Worse, even the well known social media apps do not work. No one agrees on what fields should mean what and how to interpret them. For example: you can create an intent that prefills the text and attaches a photo and it will work when you use it to open Twitter but not Facebook, facebook ignores the pre-filled text. Another app will ignore the photo, etc. you can't test every possible target app so the whole mechanism is unusable if you want to deliver a good UX. In the end you give up and just add the Facebook and Twitter SDK's to your app.

Another example: we have an app that deals with privacy-sensitive information. We want the user to be able to e-mail this to him/herself but nothing else. Or rather: we don't want our users to accidentally share this information on social media. You cannot create an Intent that will only open the users preferred email client and excludes everything else.

Intents are pretty much worthless if you care about a good UX at all.


From a user's perspective, I consider Intents the strongest feature of Android as it let the system make no assumptions about my preferred apps. If it is important to closely control the user's flow, as in your second example, then you're probably better off hardcoding a list of other apps that your app can interact with using explicit intents like how sharing works on iOS. General intents like ACTION_SEND are designed to be intercepted by any app that declares itself capable of servicing the request, regardless of how well the app can actually do so.


> From a user's perspective, I consider Intents the strongest feature of Android as it let the system make no assumptions about my preferred apps.

Half of the time the apps listed make no sense for an intent. There needs to be a mechanism for more fine-grained categories. For example, it should be possible to create a 'social media' intent for sharing on social media. It makes no sense to include Dropbox or Google Drive in that list.

And while it may be a nice feature for power-users, it's a horrible feature for the average user. Why would the user want to be presented options that don't even work ?

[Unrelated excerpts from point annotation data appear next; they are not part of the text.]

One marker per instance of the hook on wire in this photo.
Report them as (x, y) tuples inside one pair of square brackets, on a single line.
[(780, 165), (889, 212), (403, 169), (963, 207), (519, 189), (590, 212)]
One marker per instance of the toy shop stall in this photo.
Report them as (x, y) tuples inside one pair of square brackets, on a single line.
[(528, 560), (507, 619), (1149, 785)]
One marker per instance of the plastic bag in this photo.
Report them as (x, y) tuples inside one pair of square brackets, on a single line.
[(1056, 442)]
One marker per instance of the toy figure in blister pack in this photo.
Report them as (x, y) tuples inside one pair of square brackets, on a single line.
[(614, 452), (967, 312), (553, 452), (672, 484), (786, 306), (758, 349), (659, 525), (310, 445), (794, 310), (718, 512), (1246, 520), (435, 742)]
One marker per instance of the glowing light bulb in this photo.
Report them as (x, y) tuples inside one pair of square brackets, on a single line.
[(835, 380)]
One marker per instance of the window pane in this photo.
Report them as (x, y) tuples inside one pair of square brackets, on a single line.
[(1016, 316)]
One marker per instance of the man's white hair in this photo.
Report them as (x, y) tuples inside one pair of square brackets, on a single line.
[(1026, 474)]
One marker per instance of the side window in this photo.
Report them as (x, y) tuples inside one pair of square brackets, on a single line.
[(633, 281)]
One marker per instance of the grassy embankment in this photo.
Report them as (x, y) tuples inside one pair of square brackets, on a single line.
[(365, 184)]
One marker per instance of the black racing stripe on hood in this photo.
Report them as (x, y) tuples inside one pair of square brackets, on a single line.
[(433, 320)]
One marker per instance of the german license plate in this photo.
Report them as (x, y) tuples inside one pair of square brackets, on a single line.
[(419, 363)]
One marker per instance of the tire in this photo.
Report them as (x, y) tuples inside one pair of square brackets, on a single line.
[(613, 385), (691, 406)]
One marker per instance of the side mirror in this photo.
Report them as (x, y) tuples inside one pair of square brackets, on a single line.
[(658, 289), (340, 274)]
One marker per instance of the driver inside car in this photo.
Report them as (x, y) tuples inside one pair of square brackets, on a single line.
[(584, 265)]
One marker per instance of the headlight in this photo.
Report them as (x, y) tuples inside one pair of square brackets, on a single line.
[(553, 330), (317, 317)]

Just wanted to chime in as a former six year Android user that I miss intents the most.

I'm using my phone much less for certain activities. For instance, I share to instagram less because it's not in thr iOS share drawer for some reason.

I think the arguments leveled against Android elsewhere in this thread are solid...maybe even the UX one against intents. I certainly don't suggest an Android to anyone in my parents' generation, except my former-programmer uncle.


Instagram seems to have decided to implement their own sharing system that ignores everything but the most popular apps and websites.


Intents are a great idea for communicating between apps. They are complete and utter garbage for communication within the app between screens.